Bien que les sources historiques montrant directement comment le mete-zashi a été utilisé dans les batailles réelles soient limitées, leur utilisation peut être déduite de plusieurs documents et rouleaux peints.
Autodéfense après le démontage : Lorsqu'ils étaient attaqués avec des flèches ou de longues lances en étant montés et jetés d'un cheval, le mete-zashi servait de premier moyen d'autodéfense lorsqu'il n'y avait pas de temps pour dégainer le tachi. En particulier lorsqu'il portait yoroi (armure), le dégainage du tachi était restreint, rendant l'utilisation immédiate de la courte lame critique.
Poussées de finition dans kumiai (lutte) : Dans « kumiai » (lutte) pendant les batailles, des techniques étaient requises pour enfoncer des lames dans les interstices de l'armure. Les mete-zashi de classe courte lame étaient des armes idéales pour cette technique de finition (todome-zashi).
Kubitōri (prise de tête) : Les courtes lames étaient également utilisées dans « kubitōri » (prise de tête) comme preuve de réussite militaire.

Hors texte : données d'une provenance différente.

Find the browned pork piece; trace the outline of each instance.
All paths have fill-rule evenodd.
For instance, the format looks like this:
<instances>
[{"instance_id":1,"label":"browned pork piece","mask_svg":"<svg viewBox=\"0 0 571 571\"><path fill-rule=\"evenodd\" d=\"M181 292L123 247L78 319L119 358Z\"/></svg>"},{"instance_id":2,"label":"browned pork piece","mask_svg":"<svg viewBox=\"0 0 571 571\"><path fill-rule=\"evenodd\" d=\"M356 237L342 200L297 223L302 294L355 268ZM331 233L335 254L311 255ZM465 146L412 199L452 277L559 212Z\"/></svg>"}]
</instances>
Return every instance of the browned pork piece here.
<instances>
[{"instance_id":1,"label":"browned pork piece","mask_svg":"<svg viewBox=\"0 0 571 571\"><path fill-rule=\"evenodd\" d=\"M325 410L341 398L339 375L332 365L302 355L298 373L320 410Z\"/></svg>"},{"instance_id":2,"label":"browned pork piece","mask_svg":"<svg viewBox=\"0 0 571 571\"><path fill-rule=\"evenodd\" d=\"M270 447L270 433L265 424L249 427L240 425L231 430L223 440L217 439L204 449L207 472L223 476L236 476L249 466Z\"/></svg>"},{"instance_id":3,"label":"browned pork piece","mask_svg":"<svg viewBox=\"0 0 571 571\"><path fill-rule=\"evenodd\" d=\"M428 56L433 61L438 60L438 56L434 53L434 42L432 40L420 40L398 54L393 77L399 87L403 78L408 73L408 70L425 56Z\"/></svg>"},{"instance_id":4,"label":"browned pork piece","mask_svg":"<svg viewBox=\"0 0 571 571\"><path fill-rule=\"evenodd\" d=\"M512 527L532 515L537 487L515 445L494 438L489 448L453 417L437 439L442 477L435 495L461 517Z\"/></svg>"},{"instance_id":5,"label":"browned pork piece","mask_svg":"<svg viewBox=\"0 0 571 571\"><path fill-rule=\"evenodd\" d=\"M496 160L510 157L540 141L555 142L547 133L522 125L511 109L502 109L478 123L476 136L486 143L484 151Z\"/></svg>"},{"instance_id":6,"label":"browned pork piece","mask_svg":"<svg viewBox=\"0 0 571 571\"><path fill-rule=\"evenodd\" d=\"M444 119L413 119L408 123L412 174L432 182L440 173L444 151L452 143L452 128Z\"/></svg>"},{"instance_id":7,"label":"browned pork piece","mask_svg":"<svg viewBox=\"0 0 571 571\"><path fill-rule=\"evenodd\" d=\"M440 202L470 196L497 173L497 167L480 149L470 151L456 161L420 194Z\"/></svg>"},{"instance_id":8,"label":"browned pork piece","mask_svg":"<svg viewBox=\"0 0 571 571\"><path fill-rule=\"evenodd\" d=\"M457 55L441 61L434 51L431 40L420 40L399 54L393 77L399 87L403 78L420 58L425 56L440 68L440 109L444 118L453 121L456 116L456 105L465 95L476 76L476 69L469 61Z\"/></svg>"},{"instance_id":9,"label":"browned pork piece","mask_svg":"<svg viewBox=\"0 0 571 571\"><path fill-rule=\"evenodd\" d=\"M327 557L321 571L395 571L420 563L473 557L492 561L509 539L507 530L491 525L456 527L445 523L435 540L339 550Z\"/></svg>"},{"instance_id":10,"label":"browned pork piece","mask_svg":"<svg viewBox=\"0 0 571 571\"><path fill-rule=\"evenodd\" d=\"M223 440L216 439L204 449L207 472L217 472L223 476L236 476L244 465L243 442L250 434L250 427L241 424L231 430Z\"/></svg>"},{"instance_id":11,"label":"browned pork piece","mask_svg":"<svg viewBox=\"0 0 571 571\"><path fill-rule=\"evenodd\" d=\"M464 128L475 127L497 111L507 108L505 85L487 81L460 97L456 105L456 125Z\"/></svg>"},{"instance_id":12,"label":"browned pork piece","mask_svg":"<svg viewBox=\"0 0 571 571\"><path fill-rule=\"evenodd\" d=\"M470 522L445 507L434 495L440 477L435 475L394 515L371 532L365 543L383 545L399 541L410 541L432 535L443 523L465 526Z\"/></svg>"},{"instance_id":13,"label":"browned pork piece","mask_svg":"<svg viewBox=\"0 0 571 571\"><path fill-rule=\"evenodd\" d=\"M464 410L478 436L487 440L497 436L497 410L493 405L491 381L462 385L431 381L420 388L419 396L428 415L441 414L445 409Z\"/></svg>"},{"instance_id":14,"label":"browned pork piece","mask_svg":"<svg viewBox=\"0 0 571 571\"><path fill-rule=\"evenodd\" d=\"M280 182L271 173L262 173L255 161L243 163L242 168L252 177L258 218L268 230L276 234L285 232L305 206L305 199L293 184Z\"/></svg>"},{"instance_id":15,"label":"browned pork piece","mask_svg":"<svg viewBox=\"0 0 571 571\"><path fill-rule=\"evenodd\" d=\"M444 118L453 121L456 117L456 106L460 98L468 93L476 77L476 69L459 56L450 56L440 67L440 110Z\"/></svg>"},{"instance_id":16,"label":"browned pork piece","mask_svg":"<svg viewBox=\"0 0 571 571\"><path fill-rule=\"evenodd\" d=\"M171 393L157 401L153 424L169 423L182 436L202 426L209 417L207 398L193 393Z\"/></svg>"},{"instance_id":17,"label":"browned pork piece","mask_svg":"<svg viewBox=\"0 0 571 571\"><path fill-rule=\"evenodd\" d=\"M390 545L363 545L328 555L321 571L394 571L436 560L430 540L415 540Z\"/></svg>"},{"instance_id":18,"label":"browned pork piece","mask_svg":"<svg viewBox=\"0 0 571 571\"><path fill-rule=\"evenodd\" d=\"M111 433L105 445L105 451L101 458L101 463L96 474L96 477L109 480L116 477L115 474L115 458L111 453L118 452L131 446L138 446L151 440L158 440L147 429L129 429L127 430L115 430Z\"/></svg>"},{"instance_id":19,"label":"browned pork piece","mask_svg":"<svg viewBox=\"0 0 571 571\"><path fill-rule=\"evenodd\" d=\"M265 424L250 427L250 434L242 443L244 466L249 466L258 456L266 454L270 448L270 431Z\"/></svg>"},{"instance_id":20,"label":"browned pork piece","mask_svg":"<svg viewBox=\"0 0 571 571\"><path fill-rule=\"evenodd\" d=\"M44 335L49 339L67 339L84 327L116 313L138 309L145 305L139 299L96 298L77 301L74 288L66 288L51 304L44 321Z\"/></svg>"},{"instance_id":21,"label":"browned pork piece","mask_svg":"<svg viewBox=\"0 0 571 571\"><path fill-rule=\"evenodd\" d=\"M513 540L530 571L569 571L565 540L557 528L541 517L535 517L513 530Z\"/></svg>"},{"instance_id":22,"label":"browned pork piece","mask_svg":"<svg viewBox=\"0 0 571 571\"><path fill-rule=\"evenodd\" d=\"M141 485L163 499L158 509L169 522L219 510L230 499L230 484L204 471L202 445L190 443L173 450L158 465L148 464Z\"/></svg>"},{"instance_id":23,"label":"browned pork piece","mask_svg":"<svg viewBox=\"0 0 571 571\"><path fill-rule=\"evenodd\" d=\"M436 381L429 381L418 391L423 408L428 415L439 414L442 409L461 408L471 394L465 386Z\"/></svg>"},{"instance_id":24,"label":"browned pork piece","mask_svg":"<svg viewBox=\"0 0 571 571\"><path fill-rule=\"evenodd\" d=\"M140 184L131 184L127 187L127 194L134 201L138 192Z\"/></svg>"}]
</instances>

Les courtes lames étaient plus appropriées que les grands tachi pour les travaux détaillés, et le mete-zashi s'avéra utile dans cette application pratique également.
Bien que les lames survivantes explicitement inscrites comme « mete-zashi » soient rares, les lames enregistrées comme « mete-zashi » dans les documents de transmission et les registres similaires existent, bien que rares, dans les musées et les collections privées.
Les points suivants doivent être notés lors de la collecte et de l'appréciation du mete-zashi :
Avec les progrès de la recherche dans des domaines tels que « la fabrication d'armures » et « les vêtements historiques » qui visent à recréer avec précision l'équipement des seigneurs de guerre Sengoku, l'existence du mete-zashi a été réévaluée.
Dans le cosplay historique, les festivals d'époque et les événements commémoratifs sur les sites associés aux seigneurs de guerre Sengoku, les reproductions de « l'équipement complet du samouraï monté » incluant le mete-zashi sont devenues plus courantes, et la sensibilisation parmi les passionnés d'épées a augmenté. De plus, la collecte focalisée sur l'artisanat des fourreaux et des montures en tant que garnitures de lame est entreprise, ce qui rend le mete-zashi un type d'épée avec une valeur de collecte unique en tant que « une intersection de beauté fonctionnelle et de culture des samouraï ».